Objective: To assess the impact of electronic health record (EHR) implementation on primary care diabetes care.
Data sources: Charts were abstracted semi-annually for 14,051 diabetes patients seen in 34 primary care practices in a large, fee-for-service network from January 1, 2005 to December 31, 2010. The study sample was limited to patients aged 40 years or older.
Study design: A naturalistic experiment in which GE Centricity Physician Office-EMR 2005 was rolled out over a staggered 3-year schedule.

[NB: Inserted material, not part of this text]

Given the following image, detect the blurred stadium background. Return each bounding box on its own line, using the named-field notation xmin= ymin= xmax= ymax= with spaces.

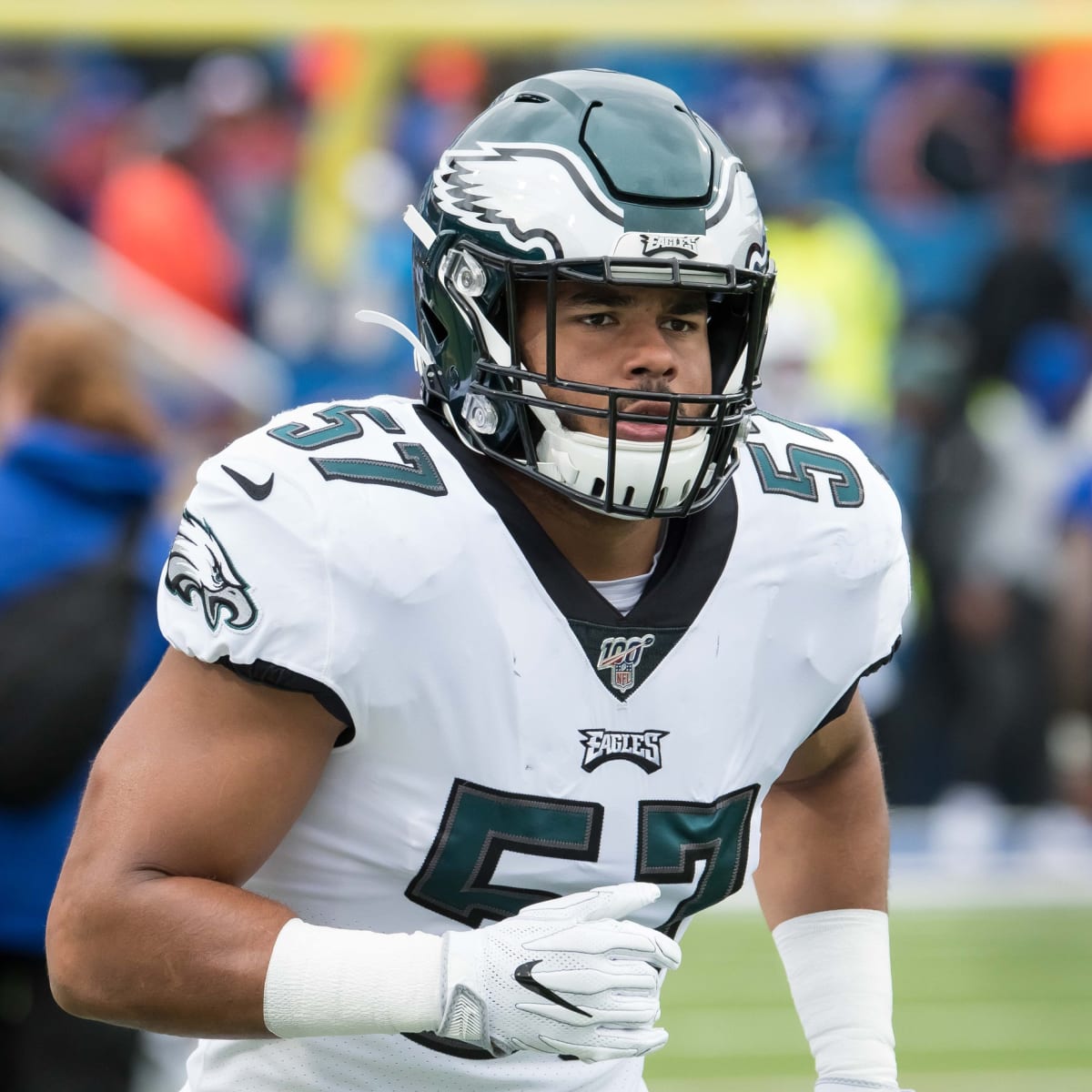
xmin=0 ymin=6 xmax=1092 ymax=1092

Data collection: Chart audits were conducted using the AMA/Physician Consortium Adult Diabetes Measure set. The primary outcome was the HealthPartners' "optimal care" measure: HbA1c ≤ 8 percent; LDL cholesterol < 100 mg/dl; blood pressure < 130/80 mmHg; not smoking; and documented aspirin use in patients ≥ 40 years of age.
Principal findings: After adjusting for patient age, sex, and insulin use, patients exposed to the EHR were significantly more likely to receive "optimal care" when compared with unexposed patients (p < .001), with an estimated difference of 9.20 percent (95% CI: 6.08, 12.33) in the final year between exposed patients and patients never exposed. Components of the optimal care bundle showing positive improvement after adjustment were systolic blood pressure <80 mmHg, diastolic blood pressure <130 mmHg, aspirin prescription, and smoking cessation. Among patients exposed to EHR, all process and outcome measures except HbA1c and lipid control showed significant improvement.
Conclusion: Implementation of a commercially available EHR in primary care practice may improve diabetes care and clinical outcomes.
© Health Research and Educational Trust.